Faerber spent one season with Reynir Sandgerði before managing to land a move to top flight side Keflavik FC. Keflavik have competed in the UEFA Champions League, the Europa League and the UEFA Cup in the past, and were once managed by Australian coach Ron Smith in the 1970s.

“I played for Reynir Sandgerði for a year, it was a rough year,” he said.

“But I had a decent season personally. That was only a one-year contract and so my contract was up and then club said we’re not going to have foreign players next season.

 “I was hoping to jump up one league, small teams, but I got in touch with Keflavik through a contact. I met them and they gave me a trial. I did very well and they needed a goalkeeper. 


“So I signed for a Premier League team from a fourth league club, which is almost unheard of. I managed to break into there.

“I played most of the season on the bench but I did get a chance, played a few games and did quite well. I was happy with how I played.”

While playing professionally in Iceland Faerber has also worked as a groundsman for his football club.
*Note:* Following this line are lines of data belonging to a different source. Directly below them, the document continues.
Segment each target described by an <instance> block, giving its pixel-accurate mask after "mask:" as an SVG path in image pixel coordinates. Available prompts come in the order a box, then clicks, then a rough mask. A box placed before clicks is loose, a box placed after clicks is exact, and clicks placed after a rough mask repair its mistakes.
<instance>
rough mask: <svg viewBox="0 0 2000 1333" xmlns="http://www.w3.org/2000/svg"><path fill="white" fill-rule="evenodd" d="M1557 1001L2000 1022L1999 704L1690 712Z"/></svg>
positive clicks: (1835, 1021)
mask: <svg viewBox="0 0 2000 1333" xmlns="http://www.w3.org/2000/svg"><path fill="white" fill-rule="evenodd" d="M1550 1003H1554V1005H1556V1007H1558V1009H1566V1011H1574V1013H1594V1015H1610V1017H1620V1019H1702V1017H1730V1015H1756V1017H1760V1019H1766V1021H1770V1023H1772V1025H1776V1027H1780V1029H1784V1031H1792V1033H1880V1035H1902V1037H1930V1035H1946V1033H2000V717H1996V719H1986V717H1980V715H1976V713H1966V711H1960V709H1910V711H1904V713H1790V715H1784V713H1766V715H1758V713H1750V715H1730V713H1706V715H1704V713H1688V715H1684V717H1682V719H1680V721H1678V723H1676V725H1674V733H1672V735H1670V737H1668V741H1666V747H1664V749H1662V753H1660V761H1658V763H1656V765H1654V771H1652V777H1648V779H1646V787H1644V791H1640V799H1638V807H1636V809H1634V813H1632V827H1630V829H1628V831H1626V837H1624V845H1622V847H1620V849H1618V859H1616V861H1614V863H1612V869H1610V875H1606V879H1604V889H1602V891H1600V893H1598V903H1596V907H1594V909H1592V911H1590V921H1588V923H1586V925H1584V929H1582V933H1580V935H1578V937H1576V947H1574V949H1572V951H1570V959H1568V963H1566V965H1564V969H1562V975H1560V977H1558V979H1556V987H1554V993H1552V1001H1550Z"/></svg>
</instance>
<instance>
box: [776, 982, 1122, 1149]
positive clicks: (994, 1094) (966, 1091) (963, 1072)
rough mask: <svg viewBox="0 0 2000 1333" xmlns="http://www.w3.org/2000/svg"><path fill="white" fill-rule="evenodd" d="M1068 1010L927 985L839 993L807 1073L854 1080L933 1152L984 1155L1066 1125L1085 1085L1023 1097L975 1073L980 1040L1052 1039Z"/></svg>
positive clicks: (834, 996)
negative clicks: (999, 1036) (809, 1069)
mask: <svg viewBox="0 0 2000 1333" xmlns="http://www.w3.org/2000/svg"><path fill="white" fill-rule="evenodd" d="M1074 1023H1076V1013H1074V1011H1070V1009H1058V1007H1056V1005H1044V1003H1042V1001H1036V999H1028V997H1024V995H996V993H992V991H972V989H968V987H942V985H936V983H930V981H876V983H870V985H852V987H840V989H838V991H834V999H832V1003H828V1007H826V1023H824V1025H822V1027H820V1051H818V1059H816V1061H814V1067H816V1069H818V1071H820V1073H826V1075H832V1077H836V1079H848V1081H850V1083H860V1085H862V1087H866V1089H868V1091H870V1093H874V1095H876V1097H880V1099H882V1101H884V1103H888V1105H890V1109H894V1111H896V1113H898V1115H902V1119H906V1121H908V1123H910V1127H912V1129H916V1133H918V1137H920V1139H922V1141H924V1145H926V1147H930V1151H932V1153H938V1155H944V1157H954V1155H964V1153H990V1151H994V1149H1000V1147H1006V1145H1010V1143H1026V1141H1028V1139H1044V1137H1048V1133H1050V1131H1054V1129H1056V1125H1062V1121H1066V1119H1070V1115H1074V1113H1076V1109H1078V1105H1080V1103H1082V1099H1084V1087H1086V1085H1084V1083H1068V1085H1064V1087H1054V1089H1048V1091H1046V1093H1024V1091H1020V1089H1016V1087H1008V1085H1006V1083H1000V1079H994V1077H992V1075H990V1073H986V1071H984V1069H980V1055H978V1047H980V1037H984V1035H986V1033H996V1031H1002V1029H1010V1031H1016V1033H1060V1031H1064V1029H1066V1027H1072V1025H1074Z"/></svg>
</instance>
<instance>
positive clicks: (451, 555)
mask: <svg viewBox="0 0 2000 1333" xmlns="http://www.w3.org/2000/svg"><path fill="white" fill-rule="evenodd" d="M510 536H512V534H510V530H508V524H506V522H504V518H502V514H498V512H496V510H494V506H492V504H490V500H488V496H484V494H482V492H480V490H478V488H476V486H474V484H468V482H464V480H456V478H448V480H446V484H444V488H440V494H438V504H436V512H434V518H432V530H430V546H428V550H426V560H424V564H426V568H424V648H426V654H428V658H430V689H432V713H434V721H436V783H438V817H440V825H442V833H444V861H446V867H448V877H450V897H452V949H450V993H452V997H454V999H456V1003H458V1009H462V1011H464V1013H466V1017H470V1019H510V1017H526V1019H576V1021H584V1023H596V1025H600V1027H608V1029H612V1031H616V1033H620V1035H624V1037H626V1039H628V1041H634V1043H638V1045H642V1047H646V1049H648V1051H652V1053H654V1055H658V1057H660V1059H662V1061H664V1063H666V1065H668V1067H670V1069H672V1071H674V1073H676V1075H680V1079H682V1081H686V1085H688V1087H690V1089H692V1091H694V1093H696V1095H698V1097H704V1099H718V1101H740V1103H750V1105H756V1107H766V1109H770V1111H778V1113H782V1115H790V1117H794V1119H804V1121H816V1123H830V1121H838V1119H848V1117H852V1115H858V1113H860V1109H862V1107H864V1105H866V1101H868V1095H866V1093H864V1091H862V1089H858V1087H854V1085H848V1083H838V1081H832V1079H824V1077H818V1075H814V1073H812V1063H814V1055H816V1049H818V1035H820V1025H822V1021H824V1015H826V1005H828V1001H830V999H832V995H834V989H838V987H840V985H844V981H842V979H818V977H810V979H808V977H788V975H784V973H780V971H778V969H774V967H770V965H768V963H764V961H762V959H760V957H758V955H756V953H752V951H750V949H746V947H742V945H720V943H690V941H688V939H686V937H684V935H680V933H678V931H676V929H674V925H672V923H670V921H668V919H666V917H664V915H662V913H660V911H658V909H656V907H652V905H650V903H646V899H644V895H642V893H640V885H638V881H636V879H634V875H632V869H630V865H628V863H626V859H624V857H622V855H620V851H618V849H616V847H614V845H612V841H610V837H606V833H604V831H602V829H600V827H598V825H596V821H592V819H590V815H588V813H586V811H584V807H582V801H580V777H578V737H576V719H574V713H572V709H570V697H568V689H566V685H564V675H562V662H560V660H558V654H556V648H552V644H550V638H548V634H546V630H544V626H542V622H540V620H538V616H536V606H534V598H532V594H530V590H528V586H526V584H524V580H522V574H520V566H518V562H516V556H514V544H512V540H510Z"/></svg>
“In Iceland everybody has two jobs, it doesn’t matter who you are,” he explained.

“You can be a professional footballer or the prime minister of the country. You have two jobs, it’s just always the way because it’s too small a country.”

There is no end in sight to the wild and wonderful footballing journey the 31-year-old has embarked on. Faerber says he has no regrets about where is career has taken him so far.

“It’s been a wild ride,” he said.

“It seems to be the story of my career, it’s just all over the place. And I don’t see it stopping anytime soon, short of being struck by a meteorite. I love it, I really do love it.

“Playing football at the highest level is obviously paramount. Its what every athlete works for. But what I didn’t expect when I started and when I consciously decided to give it everything I’ve got, what I didn’t realize how good football can be as a vehicle for experiencing the world.

“It’s remarkable. The journey really is the destination.”